Implementing Health Reform. On October 26, 2015, the Centers for Medicare and Medicaid Services (CMS) released its first snapshot of 2016 federally facilitated marketplace (FFM) plan premiums. CMS announced that premiums are up for benchmark second-lowest cost silver plans an average of 6.3 percent before the application of premium tax credits in thirty of the largest cities covered by the FFM, where 60 percent of marketplace enrollees live.
Overall, in 37 states covered by the FFM benchmark premiums are up 7.5 percent. (Hawaii, which switched to the FFM this year, was not included.) Average premium increases are higher than they were for 2015 (when benchmark second-lowest cost silver plans increased only 2 percent) but are much lower than individual market premium increases in the three years immediately preceding the adoption of the Affordable Care Act (ACA), which averaged over 10 percent per year.
For most consumers cost increases for 2016 will be in the single digits. But premium increases—and decreases—vary considerably from market to market. In Oklahoma City second-lowest cost silver benchmark plan premiums increased 35.1 percent, in Nashville benchmark premiums increased 22 percent, and in Charlotte, 21.7 percent. In Cleveland, Ohio, on the other hand, benchmark premiums decreased on average 6.3 percent, while in Indianapolis they dropped 11.8 percent. Statewide the greatest increases were in Montana, where benchmark premiums went up 34.5 percent and Oklahoma where they went up 34.7 percent, but in Mississippi benchmark premiums dropped 8.2 percent and in Indiana 12.6 percent.
Most markets continue to be competitive. For 2016, consumers in two thirds of counties will have three or more insurers to choose from.
A number of factors likely account for increases in 2016 premiums, the most important of which are probably increases in health care costs and continued concerns about the risk profile of enrollees in the market, given that many potential healthy enrollees remain outside the marketplace in grandfathered and transitional plans. Also the reinsurance program which played a major role in the individual market in 2014 is phasing out and the risk corridor program paid out far less than expected for 2014 and is unlikely to pay more for 2015 or 2016. Insurers averaged medical loss ratios of 92 percent in state individual markets in 2014 and in a number of states averages exceeded 100 percent. Despite these factors, benchmark premiums dropped in several markets.
The announced premium increases are before Advance Premium Tax Credits (APTC) are applied. Since marketplace enrollees who are eligible for APTC do not have to pay more than a specific percentage of their modified adjusted gross household income for premiums—with the percentage depending on their income—most individuals and families receiving APTC will experience only a nominal increase in their premium as long as they do not enroll in a plan costing more than the second-lowest cost silver plan. In fact, nearly eight in 10 returning marketplace consumers will be able to find a plan for $100 or less after the application of tax credits—the same as last year—while about seven in 10 will be able to find a plan for $75 or less.
The APTC, however, are set based on the benchmark second-lowest cost silver plan. Say an individual was enrolled in a plan that was the lowest-cost or second-lowest cost silver plan in 2015 and remains with that plan for 2016. If the premiums for that plan have increased—or the premiums for other plans have decreased—such that for 2016 the plan the consumer had enrolled in for 2015 now costs more than the second lowest-cost silver plan for 2016, the enrollee will bear the cost of the difference between the new plan premium and the cost of the new second-lowest cost silver plan.
CMS had at one point considered passively reenrolling individuals in lower cost plans, but rejected that idea, leaving individuals to find lower cost coverage themselves. An analysis of 2015 data found that those who switched plans for 2015 within the same metal tier saved on average $400 after tax credits compared to those who stayed with the same plan. Almost 53 percent of consumers who reenrolled for coverage for 2015 did shop around, and of those almost half chose a new plan.
Of course, it could be that taking into account cost sharing, networks, formularies, and other factors, the 2015 plan may still be the more appropriate for an enrollee, even if it costs more.
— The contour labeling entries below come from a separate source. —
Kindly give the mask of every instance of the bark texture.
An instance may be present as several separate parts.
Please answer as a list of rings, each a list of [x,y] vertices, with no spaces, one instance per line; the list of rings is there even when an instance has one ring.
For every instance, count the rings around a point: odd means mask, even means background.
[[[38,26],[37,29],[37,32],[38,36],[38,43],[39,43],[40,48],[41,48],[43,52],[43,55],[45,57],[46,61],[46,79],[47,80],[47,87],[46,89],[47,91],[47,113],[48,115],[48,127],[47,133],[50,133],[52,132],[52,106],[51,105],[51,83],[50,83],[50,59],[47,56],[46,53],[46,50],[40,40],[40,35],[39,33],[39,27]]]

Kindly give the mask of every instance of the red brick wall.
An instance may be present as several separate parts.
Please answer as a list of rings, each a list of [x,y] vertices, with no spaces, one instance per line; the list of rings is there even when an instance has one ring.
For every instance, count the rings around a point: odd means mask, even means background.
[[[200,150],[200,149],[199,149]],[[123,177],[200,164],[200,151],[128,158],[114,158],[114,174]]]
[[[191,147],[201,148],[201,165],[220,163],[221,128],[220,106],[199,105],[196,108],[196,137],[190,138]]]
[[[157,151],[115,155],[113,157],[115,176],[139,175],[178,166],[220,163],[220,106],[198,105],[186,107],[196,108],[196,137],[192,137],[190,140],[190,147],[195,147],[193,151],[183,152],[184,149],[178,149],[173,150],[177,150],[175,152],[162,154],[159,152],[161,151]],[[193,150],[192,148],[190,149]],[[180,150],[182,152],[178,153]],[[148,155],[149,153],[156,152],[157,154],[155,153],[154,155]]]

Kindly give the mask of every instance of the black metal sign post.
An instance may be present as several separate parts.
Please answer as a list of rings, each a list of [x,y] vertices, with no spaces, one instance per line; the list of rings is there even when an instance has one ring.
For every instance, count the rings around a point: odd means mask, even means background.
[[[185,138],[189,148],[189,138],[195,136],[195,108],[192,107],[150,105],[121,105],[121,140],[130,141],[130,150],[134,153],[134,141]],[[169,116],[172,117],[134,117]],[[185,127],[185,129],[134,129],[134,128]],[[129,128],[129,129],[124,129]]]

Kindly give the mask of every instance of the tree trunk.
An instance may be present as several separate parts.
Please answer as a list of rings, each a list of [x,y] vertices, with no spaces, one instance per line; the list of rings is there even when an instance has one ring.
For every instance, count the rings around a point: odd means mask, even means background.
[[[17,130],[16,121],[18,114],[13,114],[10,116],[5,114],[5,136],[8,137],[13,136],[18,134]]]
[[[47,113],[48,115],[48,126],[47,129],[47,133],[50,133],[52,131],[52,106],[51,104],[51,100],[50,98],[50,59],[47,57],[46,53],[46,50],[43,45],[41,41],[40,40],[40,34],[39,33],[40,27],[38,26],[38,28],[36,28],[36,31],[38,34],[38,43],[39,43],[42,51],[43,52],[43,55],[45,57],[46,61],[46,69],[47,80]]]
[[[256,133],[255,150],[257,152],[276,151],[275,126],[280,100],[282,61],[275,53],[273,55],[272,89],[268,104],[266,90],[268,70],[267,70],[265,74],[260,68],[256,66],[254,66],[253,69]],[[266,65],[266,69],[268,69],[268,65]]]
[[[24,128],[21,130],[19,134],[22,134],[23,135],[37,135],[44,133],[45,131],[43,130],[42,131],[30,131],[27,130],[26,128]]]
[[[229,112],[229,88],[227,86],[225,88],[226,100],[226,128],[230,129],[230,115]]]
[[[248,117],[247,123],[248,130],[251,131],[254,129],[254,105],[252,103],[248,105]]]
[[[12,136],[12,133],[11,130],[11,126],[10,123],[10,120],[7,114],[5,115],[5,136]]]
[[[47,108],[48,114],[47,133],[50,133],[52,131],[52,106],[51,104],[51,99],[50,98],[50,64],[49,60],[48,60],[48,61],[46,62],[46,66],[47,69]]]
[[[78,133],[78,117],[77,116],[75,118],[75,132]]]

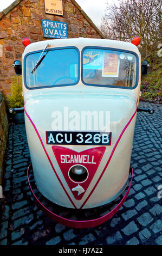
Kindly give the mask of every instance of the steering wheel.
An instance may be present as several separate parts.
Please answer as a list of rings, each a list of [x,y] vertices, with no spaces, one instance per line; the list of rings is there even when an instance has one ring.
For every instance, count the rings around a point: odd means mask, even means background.
[[[57,82],[60,81],[60,80],[65,80],[65,79],[68,79],[68,80],[72,80],[72,81],[74,81],[74,83],[76,82],[76,80],[75,78],[72,78],[71,77],[69,77],[68,76],[65,76],[64,77],[61,77],[60,78],[58,78],[54,82],[54,83],[53,84],[53,86],[55,86],[56,83],[57,83]],[[58,86],[59,86],[60,84],[58,84]]]

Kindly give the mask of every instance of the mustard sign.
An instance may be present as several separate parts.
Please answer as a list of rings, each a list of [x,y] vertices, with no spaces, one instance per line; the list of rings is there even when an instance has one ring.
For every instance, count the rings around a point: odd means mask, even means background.
[[[45,13],[63,16],[62,0],[44,0]]]

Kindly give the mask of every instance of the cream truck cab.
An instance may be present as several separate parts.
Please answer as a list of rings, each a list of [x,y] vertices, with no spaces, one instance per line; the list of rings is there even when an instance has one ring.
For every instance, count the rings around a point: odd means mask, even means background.
[[[138,47],[106,39],[46,40],[29,44],[22,65],[16,60],[14,65],[22,75],[25,127],[38,191],[55,204],[76,209],[114,200],[128,183],[137,111],[154,112],[138,108]],[[144,74],[148,66],[144,60]],[[113,212],[91,222],[50,212],[30,188],[51,217],[83,228],[112,217],[130,186]]]

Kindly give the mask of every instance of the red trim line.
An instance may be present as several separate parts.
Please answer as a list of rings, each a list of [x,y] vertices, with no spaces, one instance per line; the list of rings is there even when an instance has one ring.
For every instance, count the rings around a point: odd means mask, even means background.
[[[29,182],[31,192],[38,206],[41,209],[41,210],[43,211],[43,212],[44,212],[45,214],[46,214],[49,218],[52,219],[53,221],[56,221],[57,222],[61,223],[63,225],[65,225],[68,227],[70,227],[71,228],[92,228],[93,227],[96,227],[98,225],[101,225],[103,222],[105,222],[106,221],[108,221],[108,220],[109,220],[110,218],[113,217],[114,215],[114,214],[115,214],[117,212],[117,211],[119,210],[120,207],[122,206],[123,203],[126,200],[126,198],[127,197],[129,194],[129,192],[131,187],[132,182],[133,180],[133,170],[132,166],[131,166],[131,168],[132,170],[132,178],[131,178],[131,183],[128,188],[128,190],[127,191],[124,197],[122,198],[122,200],[120,202],[120,203],[118,204],[118,205],[116,205],[116,207],[115,207],[115,208],[114,208],[113,210],[111,210],[111,211],[106,214],[106,215],[104,215],[103,216],[100,217],[100,218],[94,219],[94,220],[90,220],[88,221],[73,221],[72,220],[69,220],[69,219],[63,218],[63,217],[60,216],[59,215],[57,215],[54,214],[54,212],[51,212],[51,211],[48,210],[47,208],[46,208],[46,207],[45,207],[38,199],[38,198],[35,196],[30,183],[29,176],[30,174],[29,169],[30,167],[31,167],[31,164],[29,165],[28,168],[28,182]]]
[[[84,203],[83,203],[83,204],[82,205],[82,206],[80,207],[80,209],[82,209],[83,206],[85,205],[85,204],[87,203],[87,202],[88,201],[88,200],[89,199],[89,197],[90,197],[90,196],[92,195],[92,194],[93,193],[93,191],[94,191],[94,190],[95,189],[96,187],[97,186],[98,184],[99,184],[100,180],[101,180],[103,173],[105,173],[105,170],[106,170],[106,169],[107,168],[107,166],[108,164],[109,164],[109,163],[110,162],[110,161],[113,155],[113,154],[114,153],[114,151],[117,147],[117,145],[118,144],[123,133],[124,133],[124,132],[125,131],[125,130],[126,130],[127,127],[128,127],[128,126],[129,125],[129,124],[130,124],[130,123],[131,122],[132,120],[133,119],[133,117],[134,117],[134,115],[135,115],[136,114],[136,112],[137,111],[137,108],[136,108],[136,110],[135,111],[135,112],[134,113],[133,115],[132,115],[132,117],[131,117],[131,118],[130,119],[130,120],[129,120],[129,121],[127,123],[127,124],[126,124],[126,125],[125,126],[125,127],[124,127],[124,129],[123,129],[123,130],[122,131],[118,141],[116,141],[114,148],[113,148],[113,149],[111,153],[111,154],[108,160],[108,161],[107,162],[106,164],[106,166],[103,169],[103,170],[102,170],[102,172],[101,173],[101,174],[100,175],[99,179],[98,180],[96,183],[95,184],[95,185],[94,185],[94,186],[93,187],[93,189],[92,190],[92,191],[90,191],[90,192],[89,193],[89,195],[88,196],[88,197],[87,197],[86,199],[85,200],[85,201],[84,202]]]
[[[76,206],[76,205],[75,205],[75,204],[74,203],[74,202],[72,201],[72,199],[70,198],[70,196],[69,195],[69,194],[68,194],[68,192],[67,192],[67,191],[66,191],[66,188],[64,188],[64,187],[63,184],[62,183],[62,182],[61,182],[61,181],[60,178],[59,177],[59,176],[58,176],[58,175],[57,175],[57,173],[56,173],[56,170],[55,170],[55,168],[54,168],[54,166],[53,166],[53,163],[52,163],[52,162],[51,162],[51,160],[50,160],[50,157],[49,157],[49,155],[48,155],[48,154],[47,153],[47,151],[46,151],[46,148],[45,148],[45,147],[44,147],[43,142],[42,139],[41,139],[41,136],[40,136],[39,133],[38,133],[38,131],[37,131],[37,129],[36,129],[36,127],[35,124],[34,124],[34,123],[33,122],[32,120],[31,119],[31,118],[30,118],[30,117],[29,117],[29,115],[28,115],[28,114],[26,112],[26,111],[25,111],[25,107],[24,107],[24,112],[25,113],[27,116],[28,117],[28,119],[29,119],[29,121],[30,121],[30,123],[31,123],[32,125],[33,126],[33,127],[34,127],[34,130],[35,130],[35,131],[36,131],[36,133],[37,133],[37,136],[38,136],[38,138],[39,138],[39,139],[40,139],[40,142],[41,142],[41,144],[42,144],[42,147],[43,147],[43,148],[44,151],[44,152],[45,152],[45,153],[46,153],[46,155],[47,155],[47,158],[48,158],[48,160],[49,160],[49,162],[50,162],[50,165],[51,165],[51,167],[52,167],[53,170],[54,171],[54,173],[55,173],[56,176],[57,176],[57,178],[59,181],[60,181],[60,184],[61,185],[61,186],[62,186],[62,187],[63,190],[64,190],[64,192],[66,192],[66,194],[67,195],[67,196],[68,196],[69,199],[70,200],[70,202],[72,203],[72,204],[73,204],[73,205],[74,206],[74,207],[75,209],[77,209],[77,207]]]

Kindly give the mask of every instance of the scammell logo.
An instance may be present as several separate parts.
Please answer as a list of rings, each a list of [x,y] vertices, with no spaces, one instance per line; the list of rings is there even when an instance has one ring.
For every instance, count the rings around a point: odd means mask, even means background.
[[[105,151],[105,147],[93,148],[81,152],[60,146],[53,146],[52,149],[74,197],[76,200],[81,200],[96,173]],[[81,168],[85,170],[85,179],[81,181],[73,179],[70,171],[75,167],[78,172]]]

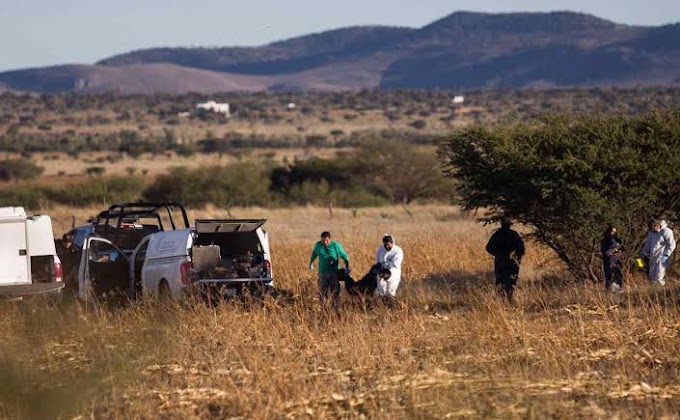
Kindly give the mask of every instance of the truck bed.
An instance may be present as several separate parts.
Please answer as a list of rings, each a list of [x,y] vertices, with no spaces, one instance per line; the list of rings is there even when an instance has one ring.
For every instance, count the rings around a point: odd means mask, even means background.
[[[18,298],[43,293],[53,293],[64,288],[64,283],[33,283],[13,286],[0,286],[0,298]]]

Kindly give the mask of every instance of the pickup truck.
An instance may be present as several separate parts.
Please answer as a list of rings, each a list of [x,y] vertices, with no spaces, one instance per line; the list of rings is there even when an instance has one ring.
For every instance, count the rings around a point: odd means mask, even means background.
[[[266,220],[196,220],[191,229],[158,232],[132,253],[132,288],[146,297],[182,299],[258,293],[273,287]]]
[[[95,305],[112,297],[263,290],[273,286],[265,222],[196,220],[192,227],[177,203],[113,205],[67,234],[75,261],[67,283],[81,301]]]

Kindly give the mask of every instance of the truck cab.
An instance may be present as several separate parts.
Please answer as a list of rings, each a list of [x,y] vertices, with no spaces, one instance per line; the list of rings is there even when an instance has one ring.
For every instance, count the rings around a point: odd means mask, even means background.
[[[131,297],[130,256],[150,234],[188,228],[183,206],[176,203],[124,203],[100,212],[89,224],[73,228],[70,252],[75,264],[68,283],[84,302]]]

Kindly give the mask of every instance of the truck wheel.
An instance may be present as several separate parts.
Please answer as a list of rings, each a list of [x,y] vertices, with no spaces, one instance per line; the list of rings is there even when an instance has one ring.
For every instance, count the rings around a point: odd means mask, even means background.
[[[161,280],[158,285],[158,300],[161,302],[170,302],[172,300],[172,292],[167,281]]]

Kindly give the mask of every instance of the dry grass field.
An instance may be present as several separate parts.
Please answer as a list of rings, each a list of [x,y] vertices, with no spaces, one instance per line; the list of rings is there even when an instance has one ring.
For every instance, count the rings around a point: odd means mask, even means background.
[[[237,209],[266,216],[290,298],[100,312],[0,306],[0,417],[651,418],[680,412],[674,279],[626,293],[567,283],[531,244],[515,305],[494,292],[491,227],[445,206]],[[55,209],[55,233],[95,209]],[[194,214],[195,216],[196,214]],[[224,216],[208,210],[203,216]],[[335,234],[353,270],[392,233],[406,253],[400,306],[321,310],[307,269]]]

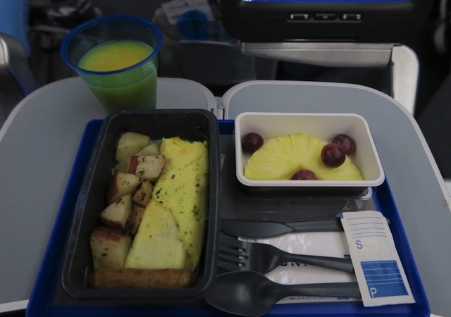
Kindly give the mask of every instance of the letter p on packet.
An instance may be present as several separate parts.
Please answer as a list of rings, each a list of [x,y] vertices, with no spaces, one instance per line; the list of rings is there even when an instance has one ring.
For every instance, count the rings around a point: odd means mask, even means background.
[[[340,213],[364,306],[415,302],[387,219],[380,211]]]

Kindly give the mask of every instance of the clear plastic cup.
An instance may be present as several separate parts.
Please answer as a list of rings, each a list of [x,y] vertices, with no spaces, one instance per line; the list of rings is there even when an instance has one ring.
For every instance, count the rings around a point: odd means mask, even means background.
[[[106,15],[74,28],[63,40],[61,54],[107,113],[154,109],[162,41],[160,30],[149,20]]]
But all 2015 enrollees should return to the marketplace and shop for coverage to make sure that they are getting the best deal they can given their situation. The new cost calculator that has just been added to the FFM should help them do that.
Healthcare.gov, the FFM website, opened for window shopping on October 25 and will open for actual eligibility determinations and enrollment on November 1.